The film TURNING started life as a rockumentary of sorts, as director Charles Atlas chronicled his touring collaboration with the brooding, soulful melancholic New York City band Antony and the Johnsons.
We see behind the scenes of a show which juxtaposes live performance from the band with live modeling by 13 women from the NYC area. Over the 6 years it took for the film to reach its final cut, it evolved into less of a tour diary, and more of an essay on gender roles and androgyny. There is footage of the live performance, with the band onstage, and the girls posing on a turntable at the side, and projected onto 30 foot screens.
They have all emerged from a place of confusion, disenfranchisement or marginalization, to a more positive place.
The bulk of the piece comprises interviews with the women, conducted by Antony. Some are performance artists, some models, others just people known to Atlas and Antony. The women (some transsexual, some transgender, some just at the end of a journey of discovery) all have a story to tell. They have all emerged (and it is this emergence to which the title TURNING refers) from a place of confusion, disenfranchisement or marginalization, to a more positive place.
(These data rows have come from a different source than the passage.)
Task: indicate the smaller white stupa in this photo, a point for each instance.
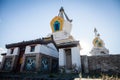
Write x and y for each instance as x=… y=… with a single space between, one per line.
x=98 y=45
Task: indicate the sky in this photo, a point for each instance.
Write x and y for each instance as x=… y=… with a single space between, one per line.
x=22 y=20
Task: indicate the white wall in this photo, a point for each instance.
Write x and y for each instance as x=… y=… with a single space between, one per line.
x=76 y=57
x=49 y=49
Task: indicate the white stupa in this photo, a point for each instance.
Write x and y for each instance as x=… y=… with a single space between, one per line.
x=98 y=45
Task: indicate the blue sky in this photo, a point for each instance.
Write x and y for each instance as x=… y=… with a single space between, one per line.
x=30 y=19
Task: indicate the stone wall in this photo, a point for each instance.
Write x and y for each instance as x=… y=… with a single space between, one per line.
x=103 y=63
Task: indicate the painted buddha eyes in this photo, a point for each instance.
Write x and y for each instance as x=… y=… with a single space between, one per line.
x=56 y=26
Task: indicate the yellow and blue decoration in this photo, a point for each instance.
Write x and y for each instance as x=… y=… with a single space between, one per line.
x=57 y=24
It’s not all heavy soul-searching and tales of triumph over adversity, however, as we still get to peek behind the curtain, and see the artists preparing for each performance. One particularly bizarre scene shows a group of the women playing the children’s paper-folding game “Heads, bodies and legs” (bizarre when you consider that the participants in the game are either naked, bloodied up like a Clive Barker creature, or wearing an inch thick fascia of yellow paint).
…morphing projections, posing gals and Antony quivering through his songs like a man possessed…
Throughout the film we see Antony and the Johnsons play some of their more well known hits (Hope there’s Someone, Cripple & The Starfish, I Fell in Love with a Dead Boy), and it’s a powerful sight, with the morphing projections, the posing gals and Antony quivering through his songs like a man possessed. The show itself is a beautiful thing to see, but with the documentary aspect included, it makes for a strange viewing experience.
Ultimately, we’re visiting a world not often seen on TV, and anyone who’s not already a big fan of Antony and the Johnsons might find themselves wishing they had Louis Theroux to hold their hand.